Comparative proteomics and integrating GenX with human PD genetics identifies Glial genes that are altered by GenX exposure. (A) Overlap of protein expression changes between flies exposed to GenX and those expressing human αSyn. (B) Comparing MAGMA analysis results between PD MAGMA genes in flies exposed to GenX and α synuclein, respectively. (C) MAGMA analysis results showing proteins altered in both GenX and α synuclein (highlighted in green).

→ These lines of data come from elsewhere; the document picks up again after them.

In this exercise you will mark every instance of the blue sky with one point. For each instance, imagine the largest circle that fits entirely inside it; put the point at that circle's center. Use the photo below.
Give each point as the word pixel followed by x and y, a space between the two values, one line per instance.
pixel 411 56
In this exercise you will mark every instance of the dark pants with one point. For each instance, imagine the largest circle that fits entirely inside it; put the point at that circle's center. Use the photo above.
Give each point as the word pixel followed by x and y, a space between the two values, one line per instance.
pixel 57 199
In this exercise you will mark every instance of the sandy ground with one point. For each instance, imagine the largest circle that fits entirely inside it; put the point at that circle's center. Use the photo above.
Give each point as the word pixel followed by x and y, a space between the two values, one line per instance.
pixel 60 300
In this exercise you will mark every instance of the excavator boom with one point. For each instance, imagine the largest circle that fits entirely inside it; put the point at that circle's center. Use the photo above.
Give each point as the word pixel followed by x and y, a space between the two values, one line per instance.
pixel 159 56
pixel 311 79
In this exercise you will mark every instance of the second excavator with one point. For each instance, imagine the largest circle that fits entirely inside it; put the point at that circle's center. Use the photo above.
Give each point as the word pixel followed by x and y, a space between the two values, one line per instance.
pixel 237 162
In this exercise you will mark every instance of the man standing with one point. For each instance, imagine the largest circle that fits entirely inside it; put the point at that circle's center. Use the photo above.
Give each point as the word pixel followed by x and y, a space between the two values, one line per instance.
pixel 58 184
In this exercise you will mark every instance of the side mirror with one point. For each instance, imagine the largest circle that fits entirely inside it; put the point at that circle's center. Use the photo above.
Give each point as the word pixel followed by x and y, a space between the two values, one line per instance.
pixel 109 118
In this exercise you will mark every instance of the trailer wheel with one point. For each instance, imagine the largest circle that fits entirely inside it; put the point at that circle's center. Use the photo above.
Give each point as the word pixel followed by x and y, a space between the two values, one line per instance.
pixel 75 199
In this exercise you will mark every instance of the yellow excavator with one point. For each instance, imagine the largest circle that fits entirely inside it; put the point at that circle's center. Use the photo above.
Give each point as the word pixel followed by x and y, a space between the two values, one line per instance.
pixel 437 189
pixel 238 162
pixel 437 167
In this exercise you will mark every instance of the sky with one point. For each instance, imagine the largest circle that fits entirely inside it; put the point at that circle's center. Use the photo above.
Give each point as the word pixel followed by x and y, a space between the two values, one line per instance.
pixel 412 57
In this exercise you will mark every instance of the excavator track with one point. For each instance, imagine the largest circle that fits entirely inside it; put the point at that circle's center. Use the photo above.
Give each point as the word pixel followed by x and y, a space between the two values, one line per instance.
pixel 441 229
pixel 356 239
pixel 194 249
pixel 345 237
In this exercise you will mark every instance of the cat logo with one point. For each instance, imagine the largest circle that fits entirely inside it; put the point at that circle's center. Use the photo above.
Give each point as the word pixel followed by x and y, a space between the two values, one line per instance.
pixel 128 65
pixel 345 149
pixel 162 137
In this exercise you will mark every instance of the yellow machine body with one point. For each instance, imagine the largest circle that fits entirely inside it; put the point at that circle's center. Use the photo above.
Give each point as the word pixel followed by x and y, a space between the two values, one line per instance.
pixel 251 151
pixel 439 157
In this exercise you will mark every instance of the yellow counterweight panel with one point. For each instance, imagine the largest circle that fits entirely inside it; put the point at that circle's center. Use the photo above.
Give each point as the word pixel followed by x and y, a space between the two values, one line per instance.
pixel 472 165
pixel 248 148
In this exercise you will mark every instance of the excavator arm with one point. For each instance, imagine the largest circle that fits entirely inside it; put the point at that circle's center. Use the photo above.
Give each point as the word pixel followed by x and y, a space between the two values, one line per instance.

Highlighted in red are the proteins expressed in glia, in blue are the proteins expressed in neurons, and the proteins highlighted in black are expressed ubiquitously in all cell types.

Figure 6

GenX exposure leads to metabolic dysregulation in cell culture. (A) MTS assay showing the change in metabolic activity of human astrocytic cell line, U373, after treatment with different doses of GenX for 24 h. (B) MitoStress test using a Seahorse Xfe96 bioanalyzer on U373 cells treated with 1 ppm GenX for 24 h. (C) The effect of treating U373 cells with 1 ppm GenX for 24 h on ATP production. (D) The effect of treating U373 cells with 1 ppm GenX for 24 h on basal respiration. (E) The effect of treating U373 cells with 1 ppm GenX for 24 h on proton leak. (F) The effect of treating U373 cells with 1 ppm GenX for 24 h on nonmitochondrial respiration. All data are analyzed using Student’s t-test. N = 3–4. *p < 0.05, **p < 0.01, ***p < 0.005.

Figure 7

GenX exposure leads to enhanced markers of A1 astrocytes in cell culture. (A–C) qPCR analysis showing (A) C3, (B) IL-1β, and (C) IL-6 mRNA fold change in U373 astrocytes treated with 1 ppm GenX for 24 h, (D–G) qPCR analysis of mouse primary astrocytes treated with different doses of GenX for 24 h, showing change in (D) C3, (E) Serpin 1, (F) IL-1β, and (G) IL-6 mRNA levels relative to control. All data are analyzed using Student’s t-test. N = 3–4. *p < 0.05, **p < 0.01, ***p < 0.005.